A sophisticated Russian propaganda effort helped fuel the spread of fake news during the election cycle, the Washington Post reported.
Two groups of independent researchers found that Russia employed thousands of botnets, human internet “trolls” and networks of Web sites and social media accounts to inject false content into online political talk and amplify posts from right-wing sites.
“They want to essentially erode faith in the U.S. government or U.S. government interests,” said Clint Watts, a fellow at the Foreign Policy Research Institute who co-authored a report about Russian propaganda. “This was their standard mode during the Cold War. The problem is that this was hard to do before social media.”
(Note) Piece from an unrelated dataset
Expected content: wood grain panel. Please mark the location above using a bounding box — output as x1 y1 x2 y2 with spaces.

A similar report from PropOrNot, provided to the Post, identifies more than 200 websites that routinely pushed Russian propaganda to at least 15 million Americans, and found that false stories pushed on Facebook were viewed more than 213 million times.
Some stories originated from RT and Sputnik, state-funded Russian information services that are more akin to traditional news sites but sometimes include false or misleading articles.
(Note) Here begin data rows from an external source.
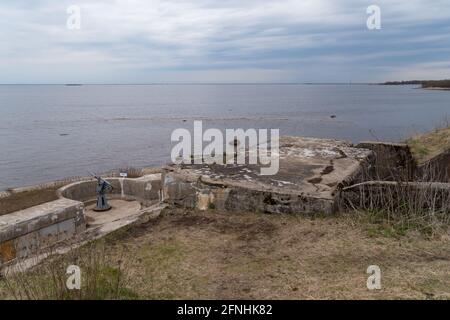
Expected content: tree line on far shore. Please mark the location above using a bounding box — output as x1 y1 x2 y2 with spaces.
382 79 450 88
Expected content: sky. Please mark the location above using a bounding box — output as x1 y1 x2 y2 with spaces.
1 0 450 84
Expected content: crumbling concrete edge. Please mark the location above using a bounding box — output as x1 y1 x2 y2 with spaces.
162 168 337 214
0 203 167 275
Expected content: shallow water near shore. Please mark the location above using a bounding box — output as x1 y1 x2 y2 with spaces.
0 84 449 190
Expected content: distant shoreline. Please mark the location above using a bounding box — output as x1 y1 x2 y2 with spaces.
382 79 450 91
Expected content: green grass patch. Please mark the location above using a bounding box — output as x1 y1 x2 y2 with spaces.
407 126 450 164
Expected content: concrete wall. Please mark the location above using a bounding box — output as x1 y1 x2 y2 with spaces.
58 174 162 204
0 174 162 266
417 150 450 182
0 199 85 265
162 171 335 214
356 141 416 181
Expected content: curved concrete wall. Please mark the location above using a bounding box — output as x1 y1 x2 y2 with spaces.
0 174 162 267
58 174 162 204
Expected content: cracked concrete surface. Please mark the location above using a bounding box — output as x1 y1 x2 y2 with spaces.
163 136 373 214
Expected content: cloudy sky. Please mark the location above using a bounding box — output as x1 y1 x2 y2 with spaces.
1 0 450 84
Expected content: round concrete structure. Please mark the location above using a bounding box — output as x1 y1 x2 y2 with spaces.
57 174 162 205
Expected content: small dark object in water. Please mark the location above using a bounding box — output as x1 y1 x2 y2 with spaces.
330 115 337 119
182 119 187 122
59 133 69 136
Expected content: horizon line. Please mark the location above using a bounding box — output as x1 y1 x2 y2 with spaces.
0 82 379 86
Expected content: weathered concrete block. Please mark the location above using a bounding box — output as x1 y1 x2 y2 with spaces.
0 199 85 243
356 141 416 181
163 136 372 215
38 224 60 248
58 219 77 241
0 199 86 264
0 240 15 264
162 173 198 208
124 174 162 202
15 232 39 260
418 150 450 182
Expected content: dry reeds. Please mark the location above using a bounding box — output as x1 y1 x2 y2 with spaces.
339 151 450 236
0 242 138 300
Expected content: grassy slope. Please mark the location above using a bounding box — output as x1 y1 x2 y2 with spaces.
3 209 448 300
407 126 450 164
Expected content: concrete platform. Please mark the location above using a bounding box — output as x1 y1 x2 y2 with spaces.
163 136 372 214
0 174 164 267
2 202 167 274
85 199 142 227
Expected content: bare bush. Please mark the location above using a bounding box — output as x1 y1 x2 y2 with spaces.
340 154 450 236
115 167 144 178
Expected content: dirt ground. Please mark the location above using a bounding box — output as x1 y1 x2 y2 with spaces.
98 208 450 300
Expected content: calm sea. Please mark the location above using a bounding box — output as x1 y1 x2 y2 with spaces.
0 84 449 190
The coverage was overwhelmingly favorable to Donald Trump, and some of the most notable examples of fake news garnering major traffic online centered on Hillary Clinton’s health, protesters that were allegedly paid to interrupt Trump events, and fears about vote tampering.
“The way that this propaganda apparatus supported Trump was equivalent to some massive amount of a media buy,” said the executive director of PropOrNot, who spoke on the condition of anonymity with the Post. “It was like Russia was running a super PAC for Trump’s campaign.”
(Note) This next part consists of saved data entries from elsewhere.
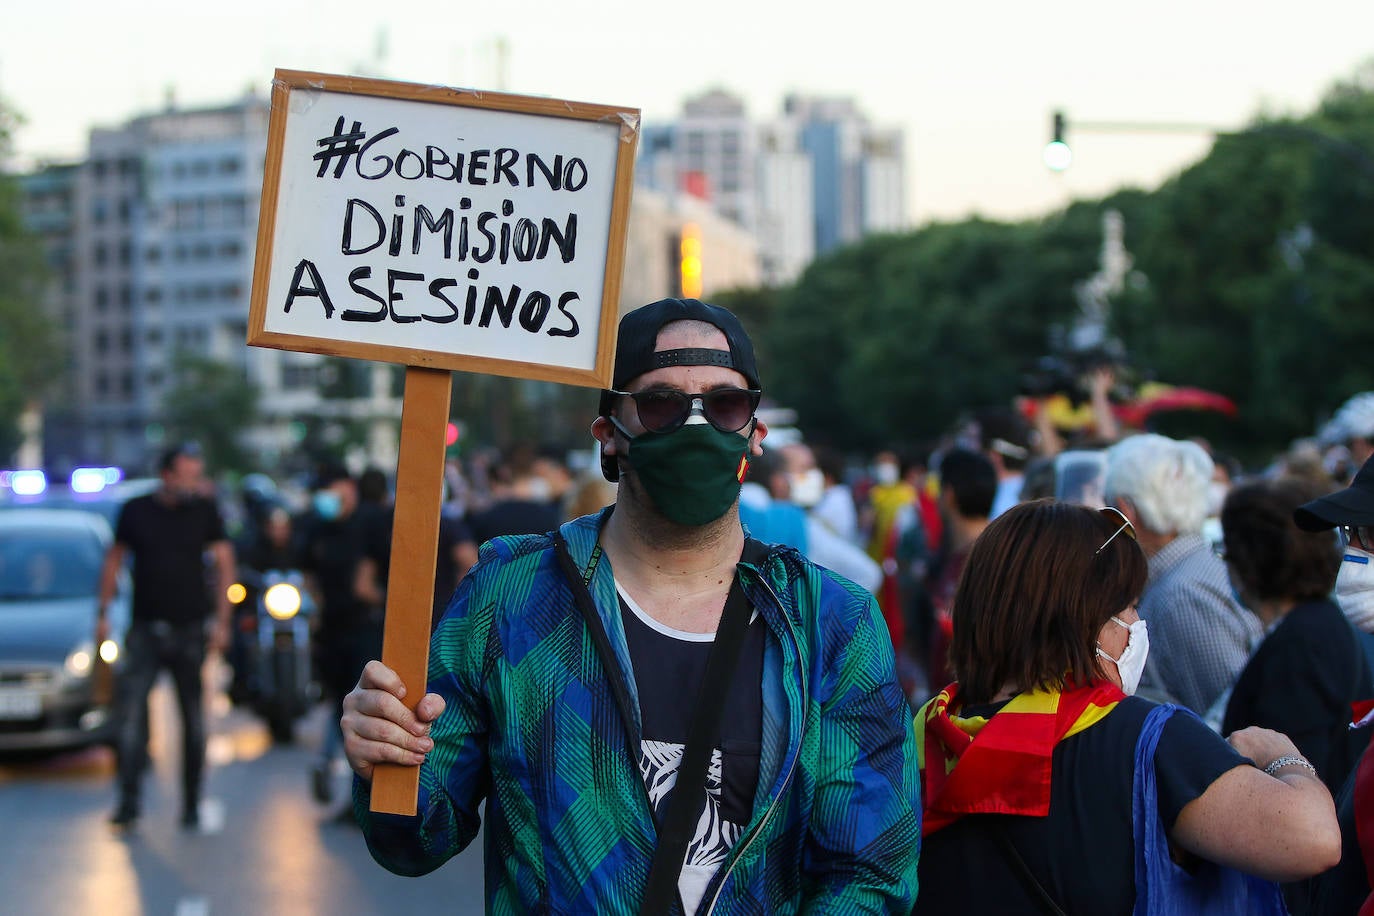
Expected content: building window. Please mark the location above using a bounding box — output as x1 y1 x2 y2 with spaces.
92 199 107 225
146 287 163 304
94 330 109 353
120 372 134 396
95 286 110 311
119 284 132 310
93 242 108 267
147 329 163 345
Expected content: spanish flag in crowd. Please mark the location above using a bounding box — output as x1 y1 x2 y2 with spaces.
915 682 1125 836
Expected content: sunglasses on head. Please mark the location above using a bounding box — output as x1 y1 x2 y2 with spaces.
610 386 761 435
1096 506 1138 555
1341 525 1374 553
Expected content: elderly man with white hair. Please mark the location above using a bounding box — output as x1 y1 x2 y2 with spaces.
1103 434 1262 715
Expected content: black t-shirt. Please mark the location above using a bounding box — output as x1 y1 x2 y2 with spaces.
433 514 474 623
466 498 560 547
915 696 1248 915
299 510 371 632
115 492 226 624
1223 598 1373 795
619 586 764 910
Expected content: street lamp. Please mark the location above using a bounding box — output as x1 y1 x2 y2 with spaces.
1045 108 1374 179
1043 111 1072 172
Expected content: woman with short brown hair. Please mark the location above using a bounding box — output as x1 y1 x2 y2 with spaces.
915 499 1340 915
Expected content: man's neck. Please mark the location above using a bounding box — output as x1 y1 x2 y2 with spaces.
947 515 988 553
599 493 744 633
1138 528 1176 558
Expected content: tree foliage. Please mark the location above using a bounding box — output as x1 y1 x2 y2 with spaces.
743 74 1374 463
161 352 260 473
0 99 63 462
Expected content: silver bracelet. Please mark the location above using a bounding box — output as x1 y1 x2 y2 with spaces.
1263 755 1317 778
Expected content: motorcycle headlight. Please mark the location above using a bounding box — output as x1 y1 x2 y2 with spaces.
264 583 302 620
227 583 248 605
99 639 119 664
65 642 95 678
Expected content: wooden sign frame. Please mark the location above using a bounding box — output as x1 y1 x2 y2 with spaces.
249 69 640 388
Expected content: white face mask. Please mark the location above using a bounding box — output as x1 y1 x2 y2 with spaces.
1337 545 1374 633
873 462 899 487
1097 616 1150 695
790 469 825 508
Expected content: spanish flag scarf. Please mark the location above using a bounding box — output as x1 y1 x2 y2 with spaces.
915 681 1125 837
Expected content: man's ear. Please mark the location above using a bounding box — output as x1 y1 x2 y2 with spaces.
748 417 769 457
591 416 617 454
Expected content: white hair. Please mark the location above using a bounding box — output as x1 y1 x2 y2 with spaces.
1103 433 1214 536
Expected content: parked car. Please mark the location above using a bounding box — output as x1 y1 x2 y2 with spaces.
0 509 130 752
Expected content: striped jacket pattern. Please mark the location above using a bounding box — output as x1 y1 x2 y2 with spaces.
356 510 921 914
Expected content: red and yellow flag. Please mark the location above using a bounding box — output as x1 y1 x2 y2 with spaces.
915 681 1125 836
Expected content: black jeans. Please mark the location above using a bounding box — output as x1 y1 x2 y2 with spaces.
113 619 207 812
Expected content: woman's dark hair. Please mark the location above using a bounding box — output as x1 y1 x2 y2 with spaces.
949 499 1148 703
1221 476 1341 604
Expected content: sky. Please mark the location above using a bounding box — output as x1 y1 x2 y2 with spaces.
3 2 1372 226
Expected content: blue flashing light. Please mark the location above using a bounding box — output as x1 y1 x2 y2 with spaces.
10 470 48 497
70 467 109 494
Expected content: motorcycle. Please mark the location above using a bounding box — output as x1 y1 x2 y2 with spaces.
228 568 317 743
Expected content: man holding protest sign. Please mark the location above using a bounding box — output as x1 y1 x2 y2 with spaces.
341 298 921 913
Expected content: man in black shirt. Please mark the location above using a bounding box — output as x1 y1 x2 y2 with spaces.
97 443 236 830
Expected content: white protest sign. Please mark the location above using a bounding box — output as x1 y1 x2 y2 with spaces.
250 70 639 387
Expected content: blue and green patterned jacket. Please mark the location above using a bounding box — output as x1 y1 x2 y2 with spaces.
357 510 921 913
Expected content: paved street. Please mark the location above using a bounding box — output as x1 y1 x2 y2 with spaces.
0 663 484 915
Russia is also believed to be behind widespread hacks of Democratic organizations and individuals, including the Democratic National Committee and Clinton campaign chairman John Podesta, whose emails were published by WikiLeaks.
In the wake of the election, fake news and its spread on social media has come into the spotlight. President Obama denounced the attention garnered by false information last week, saying: “If we are not serious about facts and what’s true and what’s not … if we can’t discriminate between serious arguments and propaganda, then we have problems.”